The thing is, White Guys are not, in fact, Beleaguered.  The Beleaguered White Guy, for all his irony, detachment, and self-critique, remains the face of power in social life, and for all his ostensibly undeserved burdens, he wields an enormous amount of social, cultural, and economic power.  Making him Beleaguered (much less Jewish and nebbishy) does not erase the power Gopnick in fact possesses in 1960s America, nor does it overwrite his continuing privilege today.  In fact, being the default norm of culture may be the best evidence of current configurations of social power.  After all, what makes the norm "normal" is its invisibility as the norm (or, as I like to think of it, as Norm - a now-Beleaguered White Guy).  To see this White Guy as the victim who suffers from the plagues of women, children, queers, and people of color - to buy, in other words, the Beleaguered White Guy Narrative - is to get sold a bill of goods in place of actually compelling artistic and cultural critique.

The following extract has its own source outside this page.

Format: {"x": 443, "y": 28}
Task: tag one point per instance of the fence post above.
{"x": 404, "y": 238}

Recycling this mythology in an ironic or pseudo-critical way just puts a comic spin on the same old racism, sexism, and homophobia with which we’re already familiar.  So Gopnick’s wife is a money-grubbing shrew, while the sexy neighbor lady with the absentee husband has nothing better to do than wait inside her empty house for Gopnick to drop by and offer her his “services” (of course!   It’s so plausible!).  Gopnick’s big problem student is the only person of color in the entire film.  Clive’s and his father’s attempt to bribe Gopnick for a passing grade are ascribed to an all-too-predictable cultural belief about shame that, to Gopnick, is akin to superstition in its irrationality. 

Then there is Gopnick’s mentally slow brother Arthur, who is a twofer in being both disabled as well as a potentially closeted homosexual.  In perhaps the most compelling performance in the film, Richard Kind does what he can to humanize Arthur, the giant lumbering man-child who seems to exist primarily to burden Larry with yet another undeserved responsibility.  But again, as with the criminal student who just happens to be non-white, here we have a potentially gay character, who just happens to be disabled.  You tell me what kind of unconscious cultural associations that reveals.

Before A Serious Man began, the theater showed a preview for Lee Daniels' new film, Precious.  In his New York Times Magazine 10/25/09 interview, Daniels said he had a hard time convincing potential funders that a story about a 350-pound abused black girl would be worth their time and money. Daniels' experience confirms my argument here.  Larry Gopnick's life has been deemed interesting, worthwhile, meaningful, and important, while Precious's life is presumed from the outset to be the opposite.  Not only this, but according to the Beleaguered White Guy Narrative, Larry Gopnick's life is burdened by lives like Precious's.  This is the punchline, the comic relief of this bogus story.

Gabby Sidibe in Precious

Personally, I'm sick of the Beleaguered White Guy Narrative, and I'm tired of hearing about his supposed travails.  I'm fed up with the conflation of his perspective with cultural truth.  I think it's time we ditch this narrative.  Let's start disentangling Norm from the norm and tell some new stories-stories that don't simply repackage the same person and perspective who has been running the show all along.